Note: For VAAPI, use the scaler on local file encodes if, and only if, you need to use it, and for best results, stick to the original video stream dimensions, or downscale if needed (scale_vaapi=w=x:h=y) as up-scaling can introduce artifacting.

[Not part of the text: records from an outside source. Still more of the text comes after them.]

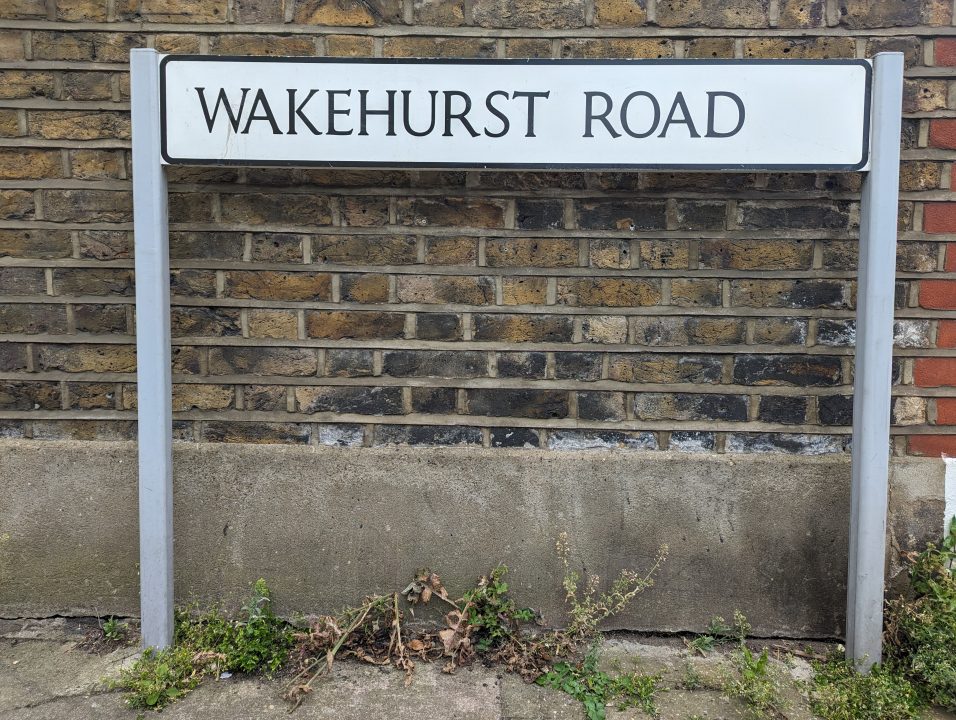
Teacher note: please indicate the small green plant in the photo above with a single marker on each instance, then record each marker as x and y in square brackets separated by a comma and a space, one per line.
[595, 689]
[587, 608]
[113, 630]
[256, 641]
[755, 682]
[160, 677]
[718, 631]
[839, 692]
[492, 614]
[209, 644]
[921, 630]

To determine the video stream's properties, you can run:
ffprobe -i path-to-video.ext

Where path-to-video-ext refers to the absolute path and name of the file.
Extras:
Outputting to multiple outputs can be achieved as shown, using a sample for both NVENC and VAAPI: (As requested by @semeion below, substitute the scale values with the resolutions you want).
(a). NVENC:
ffmpeg -loglevel $LOGLEVEL \
-threads:v 2 -threads:a 8 -filter_threads 2 \
-f x11grab -thread_queue_size 512 -s "$INRES" -framerate "$FPS" -i :0.0 \
-f alsa -thread_queue_size 512 -ac 2 -i hw:0,0 \
-filter_complex "split=2[a][b]; \
[a]hwupload_cuda,scale_npp=w=1280:h=720:interp_algo=lanczos[c]; \
[b]hwupload_cuda,scale_npp=w=1024:h=768:interp_algo=lanczos[d]" \
-b:v:0 2400k -minrate:v:0 2400k -maxrate:v:0 2400k -bufsize:v:0 2400k -c:v:0 h264_nvenc -qp:v:0 19  \
-profile:v:0 high -rc:v:0 cbr_ld_hq -level:v:0 4.1 -r:v 60 -g:v 120 -bf:v:0 3 -refs:v 16 \
-b:v:1 1500k -minrate:v:1 1500k -maxrate:v:1 1500k -bufsize:v:1 2400k -c:v:1 h264_nvenc -qp:v:1 19  \
-profile:v:1 high -rc:v:1 cbr_ld_hq -level:v:1 4.1 -r:v 60 -g:v 120 -bf:v:1 3 -refs:v 16 \
-bsf:a aac_adtstoasc -c:a aac -ac 2 -b:a 128k \
-map "[c]" -map "[d]" -map "1:a" \
-f tee  \
"[select=\'v:0,a\':f=flv:onfail=ignore]"rtmp://$SERVER.twitch.tv/app/$STREAM_KEY"| \
[select=\'v:1,a\':f=flv:onfail=ignore]"rtmp://a.rtmp.youtube.com/live2/<stream key>""
(b). VAAPI:
ffmpeg -loglevel $LOGLEVEL \
-init_hw_device vaapi=va:/dev/dri/renderD128,driver=i965 -filter_hw_device va \
-threads:v 2 -threads:a 8 -complex_filter_threads 2 -filter_threads 2 \
-f x11grab -thread_queue_size 512 -s "$INRES" -framerate "$FPS" -i :0.0 \
-f alsa -thread_queue_size 512 -ac 2 -i hw:0,0 \
-filter_complex "split=2[a][b]; \
[a]format=nv12,hwupload,scale_vaapi=w=1280:h=720[c]; \
[b]format=nv12,hwupload,scale_vaapi=w=1024:h=768[d]" \
-bsf:a aac_adtstoasc -c:a aac -ac 2 -ar 48000 -b:a 128k \
-b:v:0 2400k -minrate:v:0 2400k -maxrate:v:0 2400k -bufsize:v:0 2400k -c:v:0 h264_vaapi -qp:v:0 19  \
-profile:v:0 high -level:v:0 4.1 -r:v 60 -g:v 120 -bf:v:0 3 -refs:v 16 \
-b:v:1 1500k -minrate:v:1 1500k -maxrate:v:1 1500k -bufsize:v:1 2400k -c:v:1 h264_vaapi -qp:v:1 19  \
-profile:v:1 high -level:v:1 4.1 -r:v 60 -g:v 120 -bf:v:1 3 -refs:v 16 \
-bsf:a aac_adtstoasc -c:a aac -ac 2 -b:a 128k \
-map "[c]" -map "[d]" -map "1:0" \
-f tee  \
"[select=\'v:0,a\':f=flv:onfail=ignore]"rtmp://$SERVER.twitch.tv/app/$STREAM_KEY"| \
[select=\'v:1,a\':f=flv:onfail=ignore]"rtmp://a.rtmp.youtube.com/live2/<stream key>""
Substitute the used variables with your own values.
Todo: Document the use of QuickSync (QSV) encoders in live-streaming.